Lesson. By not relying on idiosyncratic features of the hardware, one makes porting to new platforms much easier.
As the system developed, problems cropped up in unexpected places. A particularly annoying one involved a network card driver that could not be debugged. Someone eventually discovered the card did not honor its own specifications.
Lesson. As with software, hardware can contain bugs.
A hardware "feature" can sometimes be viewed as a hardware bug. The port of MINIX to a PC clone made by Olivetti, a major Italian computer manufacturer at the time, was causing problems until I realized, for inexplicable reasons, a handful of keys on the Olivetti keyboard returned different scan codes from those returned by genuine IBM keyboards. This led me to realize that many countries have their own standardized keyboards, so I changed MINIX to support multiple keyboards, selectable when the system is installed. This is useful for people with Italian, French, German, and other national keyboards. So, my initial annoyance at Olivetti was tempered when I saw a way to make MINIX better for people in countries other than the U.S. Likewise, in several future cases, what were initially seen as bugs motivated me to generalize the system to improve it.
Lesson. When someone hands you a lemon, make lemonade.
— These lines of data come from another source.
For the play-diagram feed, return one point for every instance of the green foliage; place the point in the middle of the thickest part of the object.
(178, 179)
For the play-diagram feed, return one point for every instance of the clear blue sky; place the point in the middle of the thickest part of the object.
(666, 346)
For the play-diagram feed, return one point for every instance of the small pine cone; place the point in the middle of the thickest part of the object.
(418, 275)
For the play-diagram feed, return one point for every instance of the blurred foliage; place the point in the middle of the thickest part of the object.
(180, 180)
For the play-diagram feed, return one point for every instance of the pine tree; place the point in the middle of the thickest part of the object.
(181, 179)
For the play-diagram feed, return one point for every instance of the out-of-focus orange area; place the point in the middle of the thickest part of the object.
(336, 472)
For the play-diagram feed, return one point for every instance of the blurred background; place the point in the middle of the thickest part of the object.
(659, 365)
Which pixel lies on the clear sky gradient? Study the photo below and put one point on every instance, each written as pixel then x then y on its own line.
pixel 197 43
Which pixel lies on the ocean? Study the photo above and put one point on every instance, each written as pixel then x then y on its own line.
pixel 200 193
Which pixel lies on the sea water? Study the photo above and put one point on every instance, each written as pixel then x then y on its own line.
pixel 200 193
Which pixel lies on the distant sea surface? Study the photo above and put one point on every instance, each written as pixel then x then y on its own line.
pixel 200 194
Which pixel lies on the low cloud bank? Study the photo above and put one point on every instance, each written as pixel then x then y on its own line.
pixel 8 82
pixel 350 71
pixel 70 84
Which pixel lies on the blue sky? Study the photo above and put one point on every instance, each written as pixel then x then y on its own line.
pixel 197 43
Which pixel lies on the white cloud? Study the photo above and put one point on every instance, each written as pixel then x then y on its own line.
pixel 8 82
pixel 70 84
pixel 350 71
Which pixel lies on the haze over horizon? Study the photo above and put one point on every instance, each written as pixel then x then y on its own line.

On January 5, 1991, Linus Torvalds, a hitherto-unknown Finnish student at the University of Helsinki, made a critical decision. He bought a fast (33MHz) large (4MB RAM, 40MB hard disk) PC largely for the purpose of running MINIX and studying it. On March 29, 1991, Torvalds posted his first message to the USENET newsgroup, comp.os.minix:
"Hello everybody, I've had minix for a week now, and have upgraded to 386-minix (nice), and duly downloaded gcc
for minix ... "
His second posting to comp. os.minix was on April 1, 1991, in response to a simple question from someone else:
"RTFSC (Read the F***ing Source Code:-)—It is heavily commented and the solution should be obvious ... "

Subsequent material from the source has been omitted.